Experimental Design in R: The Three Principles That Make Results Valid and Generalisable
Experimental design in R rests on three principles: randomisation assigns units to treatments by chance, blocking groups similar units to control known nuisance variation, and replication repeats each treatment enough times to estimate error. Applied together, they make your aov() results both internally valid (the treatment caused the effect) and generalisable (the result holds beyond this sample).
What makes an experiment scientifically valid?
A valid experiment lets you claim two things with confidence: the treatment caused the observed difference, and the result generalises beyond the exact units tested. Lose either and the analysis collapses, because no ANOVA can rescue a badly designed study. The fastest way to see why is to simulate the same scientific question twice, once with biased assignment and once with random assignment, then compare what each tells us.

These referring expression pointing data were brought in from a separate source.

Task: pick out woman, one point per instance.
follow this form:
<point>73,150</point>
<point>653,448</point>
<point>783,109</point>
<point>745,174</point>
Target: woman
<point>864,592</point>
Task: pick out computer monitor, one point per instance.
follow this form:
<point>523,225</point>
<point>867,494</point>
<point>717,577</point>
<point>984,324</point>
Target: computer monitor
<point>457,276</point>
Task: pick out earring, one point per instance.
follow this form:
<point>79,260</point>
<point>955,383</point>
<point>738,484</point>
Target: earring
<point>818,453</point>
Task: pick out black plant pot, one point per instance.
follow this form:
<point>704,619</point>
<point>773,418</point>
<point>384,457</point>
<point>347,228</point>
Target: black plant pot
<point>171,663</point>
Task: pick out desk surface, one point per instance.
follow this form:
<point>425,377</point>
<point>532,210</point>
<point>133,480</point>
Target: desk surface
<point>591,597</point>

Same response values, same sample size, same aov() call. The confounded analysis finds a "drug effect" at p < 0.01, even though the drug has zero true effect in the simulation: the difference was caused by soil nitrogen, not by the drug. Random assignment disconnected treatment from soil, so the p-value correctly reports "no evidence of an effect." That is why every valid experiment starts with random allocation.

Figure 1: How the three principles of experimental design combine to support valid and generalisable inference.
Try it: Change set.seed(101) to set.seed(7) and rerun the block above. Does the confounded p-value stay small? Does the randomised p-value behave differently?
Click to reveal solution
Explanation: The confounded assignment is pinned to the soil gradient, so it will always look significant regardless of seed. The randomised assignment breaks that link, so its p-value is unrelated to the nuisance variable.
How does randomisation remove confounding bias?
Randomisation is simple to state: give every unit an equal chance of being assigned to each treatment. In R you do this with sample(). The point is not the mechanics, it is the statistical gift that follows: any hidden variable, measured or not, becomes independent of treatment on average. Your aov() residuals then cleanly represent chance variation, not systematic bias.
Start with a blank slate of 12 experimental units and a target of 3 treatments with 4 replicates each. You need a plan that assigns each unit to one treatment, with the assignment shuffled by chance.
The pattern is: build the balanced vector first with rep(..., each = 4), then shuffle it with sample(). This guarantees exactly 4 units per treatment, only the order is random. A second quick check confirms the allocation is balanced.
Four units per group, as planned. Had you called sample(c("A","B","C"), 12, replace = TRUE) instead you would get roughly balanced groups, but imbalance creeps in through randomness alone. The rep + sample idiom is the reproducible way to randomise a balanced design.
set.seed() before any randomisation. Reproducibility is not optional: reviewers, collaborators, and your future self all need to run the same randomisation and get the same layout. A different seed means a different experiment.Now simulate realistic responses for this CRD and fit the aov. The data mimic a three-treatment comparison where treatment C is truly a bit better than A and B.
The F-test says "borderline": p = 0.055 with only 4 replicates per treatment. The result is unbiased because we randomised, but it is noisy because 12 plots is not many. Blocking will shrink the noise without adding plots, and replication will shrink it further by adding them. Both principles come next.
Try it: Randomise 24 units across 4 treatment levels (label them W, X, Y, Z) with 6 units per level, then verify the allocation with table().
Click to reveal solution
Explanation: rep(c("W","X","Y","Z"), each = 6) creates a perfectly balanced vector of length 24. sample() shuffles its order, producing a randomised-but-balanced assignment.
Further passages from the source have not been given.